I must be some kind of old geezer because I could watch good logging for hours on end without all the crap. I would rather have to sit through hours of GOL.


----------



## Gologit (Feb 21, 2011)

Well said. When we're logging we try to avoid excitement. Boring is good. Boring gets you home every night.


----------



## Canthook Coasty (Feb 21, 2011)

Well, I just saw a big Stihl 880 with an Oregon bar cutting trees on Gold Mine Alaska. Don’t see too much of that on Ax Men.


----------



## cat-face timber (Feb 22, 2011)

Gologit said:


> Well said. When we're logging we try to avoid excitement. Boring is good. Boring gets you home every night.


 
Amen good Sir, Amen


----------



## Cummins00 (Feb 28, 2011)

They should of at least hired real actors and a decent special effects crew.

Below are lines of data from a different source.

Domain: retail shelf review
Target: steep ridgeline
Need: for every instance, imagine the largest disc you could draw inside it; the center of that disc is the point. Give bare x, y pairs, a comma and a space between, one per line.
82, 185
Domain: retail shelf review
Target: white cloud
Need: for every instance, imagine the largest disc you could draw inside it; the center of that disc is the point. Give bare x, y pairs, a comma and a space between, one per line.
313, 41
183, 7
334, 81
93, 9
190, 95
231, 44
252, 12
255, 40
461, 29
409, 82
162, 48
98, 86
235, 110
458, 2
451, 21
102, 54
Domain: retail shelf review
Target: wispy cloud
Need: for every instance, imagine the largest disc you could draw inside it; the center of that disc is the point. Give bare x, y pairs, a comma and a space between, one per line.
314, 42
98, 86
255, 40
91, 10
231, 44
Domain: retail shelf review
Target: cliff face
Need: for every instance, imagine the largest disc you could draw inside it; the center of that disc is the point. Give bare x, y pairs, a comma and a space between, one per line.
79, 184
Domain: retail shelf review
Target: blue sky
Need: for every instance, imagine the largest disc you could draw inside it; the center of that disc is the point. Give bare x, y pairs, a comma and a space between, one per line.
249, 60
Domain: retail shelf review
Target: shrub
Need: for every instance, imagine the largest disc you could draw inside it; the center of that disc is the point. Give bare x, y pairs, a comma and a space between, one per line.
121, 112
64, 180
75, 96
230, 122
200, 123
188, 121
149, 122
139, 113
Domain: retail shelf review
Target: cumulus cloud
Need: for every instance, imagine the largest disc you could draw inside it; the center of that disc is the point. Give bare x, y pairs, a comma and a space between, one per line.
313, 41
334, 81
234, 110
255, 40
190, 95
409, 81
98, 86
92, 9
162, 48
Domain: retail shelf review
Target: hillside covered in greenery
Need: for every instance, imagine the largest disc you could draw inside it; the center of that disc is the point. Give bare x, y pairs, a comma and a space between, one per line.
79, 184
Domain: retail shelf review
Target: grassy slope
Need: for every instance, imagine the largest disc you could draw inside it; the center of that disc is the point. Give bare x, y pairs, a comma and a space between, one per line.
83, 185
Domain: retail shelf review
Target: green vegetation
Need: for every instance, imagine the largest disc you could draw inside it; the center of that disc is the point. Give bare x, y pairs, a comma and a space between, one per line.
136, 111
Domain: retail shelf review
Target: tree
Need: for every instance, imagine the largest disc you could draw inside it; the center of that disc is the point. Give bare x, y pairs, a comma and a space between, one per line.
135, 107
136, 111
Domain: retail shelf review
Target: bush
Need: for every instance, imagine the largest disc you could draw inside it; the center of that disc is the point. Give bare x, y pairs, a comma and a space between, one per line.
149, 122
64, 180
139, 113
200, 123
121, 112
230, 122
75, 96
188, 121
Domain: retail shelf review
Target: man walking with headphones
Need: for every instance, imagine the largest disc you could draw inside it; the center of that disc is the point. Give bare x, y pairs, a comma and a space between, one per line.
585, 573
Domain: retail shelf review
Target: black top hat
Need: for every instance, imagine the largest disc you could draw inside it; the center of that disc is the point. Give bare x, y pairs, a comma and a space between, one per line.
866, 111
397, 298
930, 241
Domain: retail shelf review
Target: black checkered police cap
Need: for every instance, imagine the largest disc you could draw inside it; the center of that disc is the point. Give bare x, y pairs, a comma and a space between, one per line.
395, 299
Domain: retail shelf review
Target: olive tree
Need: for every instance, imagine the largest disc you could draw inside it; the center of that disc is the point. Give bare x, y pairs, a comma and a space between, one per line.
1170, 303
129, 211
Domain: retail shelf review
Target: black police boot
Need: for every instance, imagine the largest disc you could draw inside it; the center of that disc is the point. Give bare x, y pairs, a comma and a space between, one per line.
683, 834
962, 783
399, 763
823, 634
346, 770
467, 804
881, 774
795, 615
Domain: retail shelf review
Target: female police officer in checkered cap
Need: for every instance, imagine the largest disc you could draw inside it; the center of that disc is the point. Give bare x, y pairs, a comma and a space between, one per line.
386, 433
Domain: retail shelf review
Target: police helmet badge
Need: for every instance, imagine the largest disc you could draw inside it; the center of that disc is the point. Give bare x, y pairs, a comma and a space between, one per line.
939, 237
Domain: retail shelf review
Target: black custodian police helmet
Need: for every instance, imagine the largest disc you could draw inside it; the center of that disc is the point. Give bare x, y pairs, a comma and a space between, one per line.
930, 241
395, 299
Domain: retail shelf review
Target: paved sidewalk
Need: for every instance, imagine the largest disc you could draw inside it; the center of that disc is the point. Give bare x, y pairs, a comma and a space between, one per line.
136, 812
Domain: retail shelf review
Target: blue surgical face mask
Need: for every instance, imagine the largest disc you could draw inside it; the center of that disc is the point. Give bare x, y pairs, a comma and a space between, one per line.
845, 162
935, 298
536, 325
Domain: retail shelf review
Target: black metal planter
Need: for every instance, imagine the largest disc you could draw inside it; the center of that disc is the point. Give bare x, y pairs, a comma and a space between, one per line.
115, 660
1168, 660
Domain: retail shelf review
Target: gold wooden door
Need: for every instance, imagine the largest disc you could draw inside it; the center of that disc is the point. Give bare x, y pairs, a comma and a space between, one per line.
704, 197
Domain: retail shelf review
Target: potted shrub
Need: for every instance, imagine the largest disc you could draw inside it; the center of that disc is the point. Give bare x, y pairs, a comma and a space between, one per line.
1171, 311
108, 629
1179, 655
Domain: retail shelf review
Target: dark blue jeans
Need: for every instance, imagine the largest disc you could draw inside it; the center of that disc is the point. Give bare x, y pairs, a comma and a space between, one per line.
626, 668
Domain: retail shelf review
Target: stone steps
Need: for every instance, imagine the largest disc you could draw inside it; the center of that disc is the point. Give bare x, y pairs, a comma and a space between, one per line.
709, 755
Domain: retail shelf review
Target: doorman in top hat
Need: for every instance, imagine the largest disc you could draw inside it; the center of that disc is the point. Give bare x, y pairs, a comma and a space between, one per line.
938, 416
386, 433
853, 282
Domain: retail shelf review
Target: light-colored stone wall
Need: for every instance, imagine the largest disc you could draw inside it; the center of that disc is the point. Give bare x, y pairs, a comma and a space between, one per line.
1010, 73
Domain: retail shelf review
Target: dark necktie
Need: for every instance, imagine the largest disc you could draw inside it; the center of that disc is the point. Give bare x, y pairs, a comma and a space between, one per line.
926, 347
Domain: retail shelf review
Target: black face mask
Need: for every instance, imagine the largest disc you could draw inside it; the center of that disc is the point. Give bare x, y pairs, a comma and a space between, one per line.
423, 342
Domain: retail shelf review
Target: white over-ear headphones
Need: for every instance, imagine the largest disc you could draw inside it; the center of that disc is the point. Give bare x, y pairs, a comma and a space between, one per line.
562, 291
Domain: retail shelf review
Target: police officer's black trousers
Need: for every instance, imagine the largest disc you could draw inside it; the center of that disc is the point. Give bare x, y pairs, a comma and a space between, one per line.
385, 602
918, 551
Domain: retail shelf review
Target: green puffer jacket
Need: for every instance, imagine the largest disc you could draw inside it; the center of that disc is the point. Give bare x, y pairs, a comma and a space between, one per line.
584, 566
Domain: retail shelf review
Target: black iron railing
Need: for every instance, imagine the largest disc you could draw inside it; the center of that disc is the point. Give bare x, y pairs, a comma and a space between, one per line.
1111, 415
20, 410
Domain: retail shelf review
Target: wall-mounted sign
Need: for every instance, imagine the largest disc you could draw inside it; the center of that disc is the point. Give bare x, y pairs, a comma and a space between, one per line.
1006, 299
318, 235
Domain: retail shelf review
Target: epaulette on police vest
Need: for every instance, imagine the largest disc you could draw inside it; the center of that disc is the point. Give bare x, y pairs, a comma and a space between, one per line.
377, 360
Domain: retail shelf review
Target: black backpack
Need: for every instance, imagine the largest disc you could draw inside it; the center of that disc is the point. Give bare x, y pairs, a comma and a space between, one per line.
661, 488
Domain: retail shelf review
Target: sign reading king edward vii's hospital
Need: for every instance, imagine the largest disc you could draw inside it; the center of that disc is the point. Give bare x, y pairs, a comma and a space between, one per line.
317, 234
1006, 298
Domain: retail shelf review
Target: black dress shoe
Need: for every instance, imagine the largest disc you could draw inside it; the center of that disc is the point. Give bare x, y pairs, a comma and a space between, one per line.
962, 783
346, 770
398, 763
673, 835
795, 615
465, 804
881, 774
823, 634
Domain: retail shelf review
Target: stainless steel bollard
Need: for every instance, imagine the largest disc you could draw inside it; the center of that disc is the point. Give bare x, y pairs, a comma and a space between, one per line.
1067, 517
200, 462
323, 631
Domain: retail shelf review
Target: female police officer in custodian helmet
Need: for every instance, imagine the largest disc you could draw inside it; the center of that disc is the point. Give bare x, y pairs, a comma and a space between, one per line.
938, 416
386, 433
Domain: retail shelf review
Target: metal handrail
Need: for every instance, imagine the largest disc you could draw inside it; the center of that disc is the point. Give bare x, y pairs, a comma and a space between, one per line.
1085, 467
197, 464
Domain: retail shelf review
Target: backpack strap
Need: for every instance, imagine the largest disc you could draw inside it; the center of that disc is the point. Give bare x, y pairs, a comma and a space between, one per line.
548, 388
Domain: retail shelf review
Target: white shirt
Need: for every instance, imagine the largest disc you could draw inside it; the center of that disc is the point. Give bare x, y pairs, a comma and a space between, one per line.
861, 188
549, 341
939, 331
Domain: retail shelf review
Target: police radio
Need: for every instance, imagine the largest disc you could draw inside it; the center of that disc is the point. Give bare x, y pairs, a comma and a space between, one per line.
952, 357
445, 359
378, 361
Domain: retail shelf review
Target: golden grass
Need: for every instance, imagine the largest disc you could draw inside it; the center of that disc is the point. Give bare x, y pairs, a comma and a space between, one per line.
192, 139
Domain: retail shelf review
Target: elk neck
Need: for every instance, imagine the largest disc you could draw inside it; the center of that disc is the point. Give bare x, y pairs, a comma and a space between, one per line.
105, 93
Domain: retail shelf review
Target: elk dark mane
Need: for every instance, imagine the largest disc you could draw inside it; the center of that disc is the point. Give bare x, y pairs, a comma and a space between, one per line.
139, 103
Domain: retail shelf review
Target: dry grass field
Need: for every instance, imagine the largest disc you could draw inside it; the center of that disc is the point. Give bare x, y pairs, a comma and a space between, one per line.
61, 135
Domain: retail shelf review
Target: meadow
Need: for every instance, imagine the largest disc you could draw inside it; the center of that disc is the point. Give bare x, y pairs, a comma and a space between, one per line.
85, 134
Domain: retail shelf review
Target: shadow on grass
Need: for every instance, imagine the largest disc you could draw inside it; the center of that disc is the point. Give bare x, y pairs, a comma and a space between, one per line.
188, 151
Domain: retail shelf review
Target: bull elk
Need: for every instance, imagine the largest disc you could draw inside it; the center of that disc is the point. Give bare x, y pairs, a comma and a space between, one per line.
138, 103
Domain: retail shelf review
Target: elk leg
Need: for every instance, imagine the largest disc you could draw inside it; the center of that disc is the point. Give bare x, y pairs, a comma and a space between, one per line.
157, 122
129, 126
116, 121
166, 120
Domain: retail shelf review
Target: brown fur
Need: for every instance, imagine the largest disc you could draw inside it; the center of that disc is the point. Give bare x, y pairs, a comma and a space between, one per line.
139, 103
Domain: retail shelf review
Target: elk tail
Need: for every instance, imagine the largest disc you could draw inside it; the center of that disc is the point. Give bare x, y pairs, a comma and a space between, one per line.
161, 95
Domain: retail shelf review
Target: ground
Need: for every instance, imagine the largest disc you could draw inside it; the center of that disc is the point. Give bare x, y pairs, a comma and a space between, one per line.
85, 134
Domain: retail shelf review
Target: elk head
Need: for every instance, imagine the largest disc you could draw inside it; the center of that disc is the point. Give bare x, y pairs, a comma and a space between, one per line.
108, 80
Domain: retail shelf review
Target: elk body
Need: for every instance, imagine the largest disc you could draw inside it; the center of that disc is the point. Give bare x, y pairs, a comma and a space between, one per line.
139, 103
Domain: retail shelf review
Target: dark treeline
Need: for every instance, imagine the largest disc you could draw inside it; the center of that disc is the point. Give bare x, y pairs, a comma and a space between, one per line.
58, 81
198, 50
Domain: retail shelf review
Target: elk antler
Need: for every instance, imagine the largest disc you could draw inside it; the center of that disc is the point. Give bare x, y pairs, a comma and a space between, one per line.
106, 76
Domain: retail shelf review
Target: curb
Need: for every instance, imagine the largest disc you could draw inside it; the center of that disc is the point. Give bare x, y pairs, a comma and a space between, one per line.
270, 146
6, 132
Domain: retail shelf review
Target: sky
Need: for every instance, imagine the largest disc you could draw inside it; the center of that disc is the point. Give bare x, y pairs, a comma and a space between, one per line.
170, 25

Whoever wrote the script to this show shouldn't have quit his day job writing for Laguna Beach. If you think watching Gabe try to be a tough guy is funny, you should see him try to play softball when the crowd chants "Browning!" over and over again each of his at bats.


----------



## JohnH (Feb 28, 2011)

cat-face timber said:


> Amen good Sir, Amen


 
Thats how i like my days also


----------



## Canthook Coasty (Mar 8, 2011)

Since it is unlikely that the History Channel is going to move Ax Men away from the realm of Jerry Springer and the Real World out in the woods with chainsaws, I have a suggestion for them. Because “real” lumbermen don’t get into slap fights in the Oregon grape bushes or throw temper tantrums daily (yes, I know they really do, but the people at home don’t know the truth  ) why don’t we add some real world “realism” to the show. Someone calls you a name or makes fun of you, slash their truck tires. Push you down or shove you, pull out a knife and remove their liver. Almost drops a widow maker on you, go up to your truck, grab the sawed off, go to the yarder, and make his wife a widow. Threaten to fire you, blow up the boss’s truck with a gas bomb. Of course, these things would be scripted too and no one would really get hurt, but at least there would be some real action instead of playground drama.


----------